We Can Only Get Away with the PG Rotation for So Long
When you beat Joel Embiid, Tyrese Maxey, and Paul George with Killian Hayes and Trendon Watford as your point guards, you can and should feel a bit giddy. That goes for the fans, coaching staff. You played with house money and you won.
But for as much as those two have surpassed expectations in the past week or so, at the end of the day, that’s a guy playing somewhat out of position and another guy who was out of the league until a few days ago in the driver’s seat for you. Brooklyn could only get away with that for so long, and tonight, we were told that the buck stops in Washington.
“We were not able to have good enough offense in the fourth quarter to win the game,” Jordi Fernández said postgame. “And that was obvious, right? 12 points in the fourth, you don’t give yourself a chance.”
Indeed, Brooklyn only putting in a dozen in the final frame ultimately sunk their ship even after patching their holes at the defensive end. While Hayes and Watford each took turns looking to get Cam Johnson looks down the stretch, the Washington defense was all over it. Watford became especially frustrated, picking up a tech late as well.
It’s easy to forget Marcus Smart is on the Wizards — so it’s also easy to forget that Watford was dealing with a DPOY out there tonight. But once you remind yourself of that, it all becomes pretty damn understandable, so cut him some slack.
This game has gotten real testy, and now Marcus Smart flips up off the floor after forcing the turnover: pic.twitter.com/rh1C4DnHWW
— Lucas Kaplan (@LucasKaplan_) February 25, 2025
Once more, I know some folks around here like to root for losses, but to go for the win, the team could have used a more poised ball-handler and one more accustomed to creating their own shot if needed to stretch out the defense and make the right reads down the stretch.

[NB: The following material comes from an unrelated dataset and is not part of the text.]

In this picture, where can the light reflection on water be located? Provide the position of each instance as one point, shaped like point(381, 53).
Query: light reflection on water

Perhaps it’s a bit dramatic to say of the latter because this was only his second game out, but Cam Thomas and D’Angelo Russell, you were dearly missed this evening.
Expect the Unexpected
Only three other teams in the East had more wins than the Brooklyn Nets in the month of February coming into tonight. I know it’s the shortest month of the year and it’s not even over yet — but even with that said — that’s something you probably didn’t expect to read about the team this year. I sure as hell know I never expected to write it.
So a surging team should beat the worst one the league, right? The snappy thing to say here would be “WRONG,” but that’d be inaccurate too. Yes, the Nets should have beaten Washington tonight. But…what should happen never does with these guys.
By all accounts preseason, the Nets should have around 10 wins right now — not 20+. They should be getting blown out by most of their opponents — not making them sweat into the game’s dwindling minutes. They should be thinking solely about the draft right now — not sneaking through Play-In’s back door.
You see, we’re getting to a point now where this backwardness feels like a theme for the season. There’s no wiggle room on it either, no matter if that means things land in a negative or positive sense for the team.
So, you think 56 games is enough time to think you have a basketball team figured out? WRONG. There you go.